There is no shortage of people asking your opinion on everything from your favourite restaurant to questionnaires asking how you’d rate a product you’ve just bought. I’ve just paid £45 for Fifa 15 – I give it three stars.

Spare us all the headlines about the BBC Price of Football survey this week – a lazy number-gathering exercise that proves very little.

At £50, the cheapest matchday ticket at Chelsea isn’t cheap, but what the survey fails to mention is the virtual impossibility of getting your hands on that ticket in the first place. Supply and demand raises the price in any other business, so why not in football?

To make the survey appear more scientific, its organisers threw in a few other matchday components into the mix – a pie, a cup of tea, a programme and a replica shirt.

AFC Wimbledon came in fairly middling in nearly every category for a League Two club. A season ticket costs £260 to £430, a matchday ticket £16 to £25, they charge a bog-standard £3 for a programme, a good value £1.30 for a cup of tea and rather mess up the whole pointless exercise by not offering a pie.

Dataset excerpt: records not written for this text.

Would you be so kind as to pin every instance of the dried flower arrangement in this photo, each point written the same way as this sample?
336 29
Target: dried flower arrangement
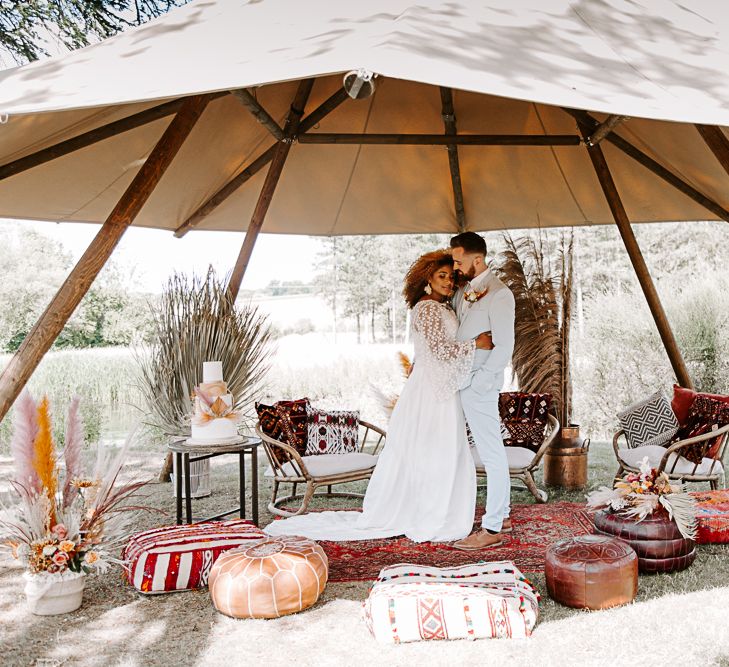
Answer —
71 523
639 495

The shirt, at £45, may be the most expensive in League Two but for the extra credibility factor, an extra fiver is a small price to pay for being admired by your rival fans rather than getting the contemptuous look which would greet MK Dons attire.

But beneath the headlines come the real facts. Premier League crowds were the highest for the top flight since 1949-50 and Football League crowds overall were up by something like 135,000. So it seems more people than ever before can afford to watch the football.

Perhaps instead the BBC should have been doing a Price of Licence Fee survey. You can choose where to watch your football, you can’t choose whether you pay for that.